Série de textos sobre Claire Denis

http://www.kinoeye.org/index_03_07.php

Entrevista com Claire Denis

http://www.sensesofcinema.com/2002/23/denis_interview/


Beau travail, de Claire Denis (França, 1999)

Beau Travail é um daqueles filmes que nos impõem o limite de lidar com a matéria audiovisual usando meras palavras. A verdade é que nada que eu escreve servirá nem pra quem viu o filme reconhecer aqui sua experiência, nem pra quem não viu o filme entender porque ele é algo tão forte que se carrega conosco - pela duração e depois. Mas, tentar essa inútil ponte segue sendo a sina do crítico (mesmo "ex"), e não fujamos dela portanto. Claro, antes de tudo, que ele é o filme que, junto com o seguinte Trouble Every Day (2001), potencializa e encontra no ápice do domínio/risco/encontro tudo que estava no cinema de Claire Denis desde os primeiros filmes (muito falados abaixo), e cuja força é tão grande que ameaçaria muito os próximos (e me parece notável como ela - e seus colaboradores - conseguiu fugir destes perigos, com humor, sensibilidade, inteligência e autoconsciência - algo parecido por exemplo, com o que se deu com o Tarantino pós PulpFiction/Jackie Brown). Mas algumas coisas se deve dizer: primeiro sobre a forma como o filme usa dois elementos para além (ou em complemento) ao seu já muito decantado "cinema do corpo" (elementos que estão em seus outros filmes, mas aqui se mostram decisivos demais) - a paisagem e o rosto. Entre o rosto de Denis Lavant e as paisagens desérticas aqui expostas, todo um universo existe. Um universo que nos remete pra trás no cinema (Apocalypse Now, certamente) e se expande pra depois (Gerry, por exemplo), mas que acima de tudo choca pela mistura de coerência total (portanto remete a muito pensamento, conceito, ideais) com um instinto de cinema e de vida incomum nos planos, cortes, encenações, música. É um filme que ao mesmo tempo que apresenta todo seu jogo já na primeira sequência, não para de nos fascinar e surpreender. O que mais se pode dizer sem só soar ridículo no elencar de superlativos? Apenas que não é fácil entender como um filme consegue ser tão abstrato a partir do que há de mais concreto no mundo (as presenças - dos corpos, dos atos, dos espaços) - ou vice-versa. O filme resta um mistério. Que bom.
(boa leitura: http://www.kinoeye.org/03/07/delrio07.php)
(entrevistas: http://www.bfi.org.uk/sightandsound/feature/30;
http://film.guardian.co.uk/interview/interviewpages/0,,338784,00.html)
(visto na sala 1 da Caixa Cultural-RJ, em 35mm, dentro da mostra Claire Denis: Um Olhar em Deslocamento)

28 de junho de 2011

Noites Sem Dormir (J´ai pas sommeil), de Claire Denis (França, 1994)
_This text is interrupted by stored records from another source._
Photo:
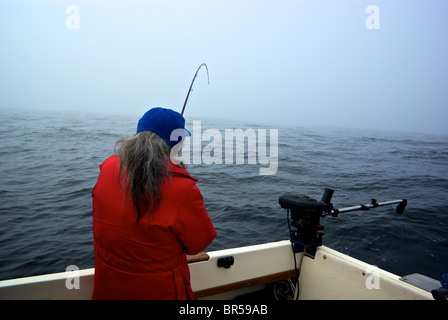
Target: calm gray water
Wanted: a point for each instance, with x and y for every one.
(49, 164)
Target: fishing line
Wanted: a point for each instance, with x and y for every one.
(191, 85)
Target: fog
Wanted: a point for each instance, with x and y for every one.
(357, 64)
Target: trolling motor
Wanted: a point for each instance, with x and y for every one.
(305, 228)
Assisti Noites Sem Dormir em 3 situações muito distintas: primeiro na época, sem nenhuma referência de Claire Denis e antes até de entrar numa faculdade de cinema (e com menos de 20 anos de idade); depois, na Sessão Cineclube da Contracampo, já com alguma noção de quem ela era e devidamente (de)formado em cinema (mas ainda com menos de 30 anos); e revejo agora, em meio à mostra completa dela, já tendo não só visto a maioria dos filmes posteriores, como finalmente os dois anteriores (ainda com menos de 40 anos). Certamente, vi 3 filmes muito diferentes, entre o primeiro que em grande parte me escapou completamente mas deixou algumas imagens na memória; o segundo que me chocou (positivamente) e me apresentou muitas coisas que eu ia rever e repensar; e este terceiro, que surge muito mais domesticado - pelo meu conhecimento da própria carreira dela, pelo contexto particular do seu cinema. Por isso tudo, talvez este terceiro tenha sido o Noites Sem Dormir que eu mais entendi e "apreciei", mas também o que menos me impressionou. Digo, estava tudo lá, da "coerência com as questões" que tanto traz prazer aos autoristas (não tô me excluindo do lote não, longe disso), até os "reconhecimentos audiovisuais" (de atores a modos de expressão pela linguagem às irrupções de música), mas confesso que faltou justamente o sentido de choque e estranheza que alguns de seus outros filmes me trazem ainda hoje (com algumas exceções, como os planos de abertura, nada domesticáveis - dos policiais rindo no helicóptero). O sentimento de "displacement" que povoa esse filme de imigrantes e pessoas que moram em hoteis é forte, e existe uma ponte entre ele e o Summer of Sam do Spike Lee que realmente cria uma linha a ser explorada de aproximação entre os dois muito interessantes. Acho que o Juliano (Gomes) tem razão: é inegavelmente um belo filme se pensado em relação ao mundo de cinema que existe por aí, mas no contexto de imersão na Claire Denis mesmo, acaba não batendo tão firme.
(da série "boa leitura": http://www.contracampo.com.br/sessaocineclube/noitessemdormir.htm)
(visto - pela terceira vez - no Cine Maison, em 35mm, dentro da mostra Claire Denis: Um Olhar em Movimento)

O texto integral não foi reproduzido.